Comme chaque année, le 12 mai, l'association des harkis aveyronnais a organisé une cérémonie mémorielle à Brusque, Saint-Rome-de-Cernon (Nouzet) et La Cavalerie. Les participants ont fleuri les monuments à la mémoire des harkis qui ont vécu et travaillé en ces lieux.
Un moment de recueillement à Nouzet
À Nouzet, devant la stèle érigée en bordure de la départementale, en présence de Jean-Marie Schmerber, conseiller municipal représentant le maire, des porte-drapeaux de la commune et de quelques Saint-Romains et habitants du hameau, Bernard Rénéro, représentant le président de l'association des harkis, a rappelé l'origine de cette manifestation.

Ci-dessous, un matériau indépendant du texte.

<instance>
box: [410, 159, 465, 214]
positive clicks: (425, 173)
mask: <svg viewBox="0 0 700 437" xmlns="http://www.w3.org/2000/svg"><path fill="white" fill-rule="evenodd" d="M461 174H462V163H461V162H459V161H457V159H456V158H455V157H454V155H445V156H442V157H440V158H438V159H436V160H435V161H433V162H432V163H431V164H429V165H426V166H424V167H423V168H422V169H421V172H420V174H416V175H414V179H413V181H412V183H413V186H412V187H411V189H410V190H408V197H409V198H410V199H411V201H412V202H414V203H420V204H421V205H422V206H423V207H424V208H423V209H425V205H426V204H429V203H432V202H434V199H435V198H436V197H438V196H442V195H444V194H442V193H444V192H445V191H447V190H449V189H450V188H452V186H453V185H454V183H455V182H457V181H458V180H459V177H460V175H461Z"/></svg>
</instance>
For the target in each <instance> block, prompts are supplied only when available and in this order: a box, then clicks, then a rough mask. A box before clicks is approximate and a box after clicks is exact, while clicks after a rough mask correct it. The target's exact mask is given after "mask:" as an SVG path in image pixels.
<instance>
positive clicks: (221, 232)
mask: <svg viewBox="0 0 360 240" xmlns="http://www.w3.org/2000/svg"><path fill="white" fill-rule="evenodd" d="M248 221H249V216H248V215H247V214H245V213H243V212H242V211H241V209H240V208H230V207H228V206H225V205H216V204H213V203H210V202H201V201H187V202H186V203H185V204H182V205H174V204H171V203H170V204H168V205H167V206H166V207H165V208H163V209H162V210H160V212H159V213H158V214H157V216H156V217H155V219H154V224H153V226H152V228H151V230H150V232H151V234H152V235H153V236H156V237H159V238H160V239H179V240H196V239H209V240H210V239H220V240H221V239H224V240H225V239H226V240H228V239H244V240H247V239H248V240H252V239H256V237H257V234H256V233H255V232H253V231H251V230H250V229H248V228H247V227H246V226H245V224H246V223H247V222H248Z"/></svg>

Il a évoqué le souvenir de ces milliers d'hommes, membres de l'armée française, qui, suite aux accords d'Évian du 19 mars 1962, se sont trouvés menacés de mort dans leur pays d'origine et rejetés par la France. Le 12 mai 1962 est pour la communauté harki le jour de l'abandon.
Des conditions indignes
Bernard Rénéro a également rappelé les conditions indignes dans lesquelles ont été accueillis en métropole ceux qui, grâce à la complicité d'officiers en désaccord avec leur hiérarchie, ont réussi à passer en France avec leurs familles. Placés en camps de rétention, ils ont ensuite été dirigés vers des camps de forestage comme à Nouzet et Brusque. Des blessures qui sont toujours des plaies ouvertes.
Fin de la cérémonie
Après le dépôt de gerbes et la minute de silence, la cérémonie s'est achevée par la Marseillaise interprétée a cappella, avant que la délégation harkis ne reprenne la route vers La Cavalerie pour un nouvel hommage.